Segundo o prefeito de São Paulo, reunião com o secretário estadual de recursos hídricos será para que o governo oriente os municípios sobre crise da água

São Paulo – O prefeito de São Paulo, Fernando Haddad, afirmou neste domingo que a reunião entre o secretário Estadual de Recursos Hídricos e os prefeitos da região metropolitana de São Paulo será para que o governo do Estado possa orientar os municípios sobre como colaborar em meio à crise de água. “Nosso objetivo é ouvi-lo e colher subsídios para que possamos colaborar com o governo do Estado”, disse Haddad a jornalistas, após a entrega da Medalha 25 de Janeiro, na sede da prefeitura.

“Meu papel é de oferecer apoio na coordenação dos prefeitos da região, para que o secretário e a Sabesp possam orientar aqueles que, mesmo não sendo os responsáveis, consigam colaborar”, complementou. O governo do estado de São Paulo é liderado por Geraldo Alckmin, do PSDB.

Segundo Haddad, a reunião foi marcada para 28 de janeiro, na sede da prefeitura paulistana. No entanto, o prefeito criticou a demora da realização desse encontro. “É uma reunião que já poderia ter acontecido.

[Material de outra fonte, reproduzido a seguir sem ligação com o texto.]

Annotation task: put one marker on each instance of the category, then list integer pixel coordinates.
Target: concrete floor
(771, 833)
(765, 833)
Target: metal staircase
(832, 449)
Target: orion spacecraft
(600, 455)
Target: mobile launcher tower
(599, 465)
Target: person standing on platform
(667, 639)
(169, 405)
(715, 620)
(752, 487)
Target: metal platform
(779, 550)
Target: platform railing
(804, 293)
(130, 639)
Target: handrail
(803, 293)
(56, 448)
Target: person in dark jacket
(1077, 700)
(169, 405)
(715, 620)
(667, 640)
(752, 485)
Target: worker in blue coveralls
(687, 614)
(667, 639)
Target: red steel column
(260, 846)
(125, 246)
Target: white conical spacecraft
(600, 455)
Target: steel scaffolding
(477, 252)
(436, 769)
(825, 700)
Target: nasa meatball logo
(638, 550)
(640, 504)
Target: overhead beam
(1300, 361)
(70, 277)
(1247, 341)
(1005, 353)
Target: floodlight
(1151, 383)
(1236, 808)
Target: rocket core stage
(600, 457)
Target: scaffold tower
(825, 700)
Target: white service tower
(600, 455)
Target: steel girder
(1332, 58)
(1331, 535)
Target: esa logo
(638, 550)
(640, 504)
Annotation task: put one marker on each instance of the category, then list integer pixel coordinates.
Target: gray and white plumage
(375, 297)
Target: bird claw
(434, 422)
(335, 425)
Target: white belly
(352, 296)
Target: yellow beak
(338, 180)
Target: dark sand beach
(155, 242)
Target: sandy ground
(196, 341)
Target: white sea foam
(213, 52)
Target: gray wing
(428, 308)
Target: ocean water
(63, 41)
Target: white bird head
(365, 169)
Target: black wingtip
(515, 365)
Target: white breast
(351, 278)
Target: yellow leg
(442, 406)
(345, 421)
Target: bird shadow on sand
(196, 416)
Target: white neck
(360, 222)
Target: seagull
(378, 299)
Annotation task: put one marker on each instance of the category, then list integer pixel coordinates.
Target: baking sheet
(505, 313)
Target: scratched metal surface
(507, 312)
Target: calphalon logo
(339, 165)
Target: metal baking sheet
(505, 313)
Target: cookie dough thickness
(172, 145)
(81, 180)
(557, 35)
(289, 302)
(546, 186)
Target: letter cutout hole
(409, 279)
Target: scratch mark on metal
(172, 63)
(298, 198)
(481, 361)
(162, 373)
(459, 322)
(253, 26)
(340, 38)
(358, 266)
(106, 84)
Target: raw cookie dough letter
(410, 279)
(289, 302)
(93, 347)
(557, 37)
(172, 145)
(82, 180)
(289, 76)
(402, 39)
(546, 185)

Tentamos algumas vezes no ano passado e finalmente o secretário (Benedito Braga), recém empossado, se prontificou a comparecer”, disse.

O prefeito da Capital afirmou ainda que, na reunião, poderão ser discutidos os pontos da minuta da Lei de Posturas Municipais, entregue às prefeituras pelo governador Alckmin. A lei incluiria a proposta de multa para desperdício de água, como seriam consideradas, por exemplo, as lavagens de calçadas e carros. Haddad afirmou, no entanto, que existem pontos operacionais que ainda precisam ser discutidos, como o destino dos recursos arrecadados com a multa, a meta de economia de água com a medida e também outras medidas que poderiam ser adotadas.

Haddad também comemora seu aniversário hoje, 25 de janeiro, mesmo dia da cidade de São Paulo. Segundo ele, o presente que gostaria de receber é o mesmo desejado pela população. “Eu acho que todo mundo tá pedindo chuva na Cantareira”, disse.